Onun gök gürültüsünü andıran sesini duyan Köşker, “Hayırdır inşallah,” diyerek üstüne çeki düzen verdikten sonra evden dışarı çıktı:
-Buyurun ağalar, ne istiyosunuz?
-Sen bizim başımıza bela mısın?” dedi Kadı.
-Annamadım..diyecek oldu Köşger Mehmet. Onun sözünü kesti İsmail Çavuş:
-Nirden çıktı bu sendika denilen herif arkadaş? Başımıza bela mı? Ona ne bizim tallalarda çalışan ırgatlardan?
-Arkadaş, senin gibi biz parayı sokaktan toplamıyok. Senin işin yolunda. Kunduraya çak dört çivi, iki tık tık, üç şık şık!..Ver üç lira, ver beş lira. Biz senin gibi kolay para kazanmıyok Köşker. Bizim canımızı sıkma, dedi Komüş’ün Ali.
-Size ne arkadaş bizim ırgatlarımızın nasıl çalıştığından? Alan razı veren razı. Eski köye yeni adet mi getiriyon? O Sendika denilen herife de söyle sakın buralara gelmesin. Hatta Kayseri’yi terkitsin. Yoğosa biz yapacağımızı bilirik, diye tehditler savurdu Bilal ağa.
-Ona uymaya devam idersen sen de topla çoluğunu çocuğunu köyü terk et. Bir daha da buralara uğrama.
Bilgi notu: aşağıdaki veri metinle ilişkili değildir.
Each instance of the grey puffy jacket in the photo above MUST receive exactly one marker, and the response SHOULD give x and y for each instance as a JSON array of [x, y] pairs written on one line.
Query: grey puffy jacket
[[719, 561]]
Huzurumuzu bozma! sözleriyle geliş maksatlarını özetledi Kadı. Sonra da çekip gittiler.
Köşker, kapısının önünde öylece donakaldı. Olanları korku ve merakla izleyen hanımı ve çocukları çok korktular. Bir süre sona kendine gelen eşi Hamdune kapı önünde çınar ağacı gibi sessiz sedasız dikilmekte olan erinin yanına vardı:
-Herif!
-Hııı!..
- Herif! Gonumuzunan gomşumuzunan kötü olmuyalım. Huzurumuzu, dirliğimizi bozmuyalım. Hemen yarın sabah irkenden şeğere git. Söyle sendika denilen adama bizim köye uğramasın. Şeğerdeki büyük ağalarınan, beğlerinen uğraşsın. Her yeri düzene soktu da da bizim köy mü galmış?